Борьба за зоны влияния, грубое вмешательство во внутреннюю политику, едва завуалированная поддержка тех или иных сил, вплоть до военной, как сегодня Россия поступает на Донбассе, перевороты и революции, сепаратистские референдумы, признание или непризнание спорных государственных образований – все это нормальная практика современной международной политики. Эдакие бои без правил, но все же в рамках цивилизации. А вот присоединением территории одного государства к другому, независимо от декларируемых предлогов и целей, никто в Европе не грешил со времен Гитлера, так как все прекрасно помнят, к чему это привело. На запрете таких шагов построена вся система мировой безопасности, и мир воспринимает ее разрушение как запуск механизма глобальной войны.
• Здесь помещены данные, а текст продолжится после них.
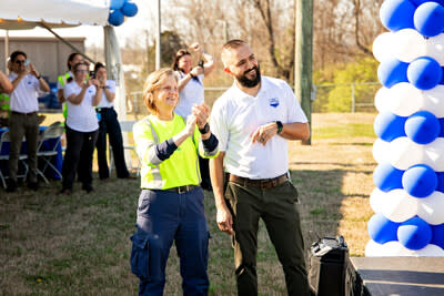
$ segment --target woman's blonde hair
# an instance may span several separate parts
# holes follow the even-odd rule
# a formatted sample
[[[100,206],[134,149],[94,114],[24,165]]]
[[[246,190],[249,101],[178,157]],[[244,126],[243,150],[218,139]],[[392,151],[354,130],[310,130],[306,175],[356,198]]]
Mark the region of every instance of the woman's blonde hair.
[[[170,76],[173,76],[175,79],[175,82],[178,82],[178,76],[170,68],[159,69],[152,72],[147,78],[145,84],[143,85],[142,95],[148,110],[152,114],[158,114],[158,109],[154,103],[154,91],[159,90],[162,86],[163,82]]]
Наша задача после Крыма – убедить его в обратном, умиротворить, а не продолжать раздражать безнаказанностью и правом сильного.
Россия не может вернуть Крым Украине, а Запад не может признать Крым российским. Однако ни России, ни Западу невыгодно противостояние, не говоря уже о военном конфликте. В этой тяжелейшей ситуации хотелось бы услышать от российской власти как минимум сигнал о готовности искать компромисс, а как максимум – рецепт такого компромисса. Например, предложение механизма гарантий, что аннексия Крыма останется уникальным прецедентом, вызванным уникальными историческими и политическими обстоятельствами, что Россия никогда и ни под какими предлогами не продолжит практику территориальных завоеваний. Понятно, что никакие гарантии не вызовут признания Крыма российским, но они могли хотя бы снять напряжение и позволить продолжить нормальное сосуществование с оппонентами на фоне спорного статуса полуострова. Что было бы огромным прогрессом на фоне нынешней обоюдной подготовки к ядерной войне.
Как сегодня, так и завтра изоляция и санкции для России – отнюдь не данность, а следствие проводимой политики. Если у нас трудности и нас ждут еще более тяжелые времена, значит, разговаривать с Россией с позиции силы не так уж бессмысленно. Цель России – не выстрадать право послать всех лесом, а изыскать в темном лесу противоречий поляну для примирительного пикника. Нет более эффективного способа увеличить продолжительность жизни, обеспечить граждан качественными образованием и медициной, стимулировать деловую активность, вернуть в страну капиталы, а рубль – к приемлемому курсу, чем вернуться к нормальным отношениям со странами, где медицина и образование развиты, а экономика на подъеме.
Говорят, хочешь мира – готовься к войне. По происходившему в России в 2014-м году стало ясно, что к войне мы готовы. Осталось захотеть мира.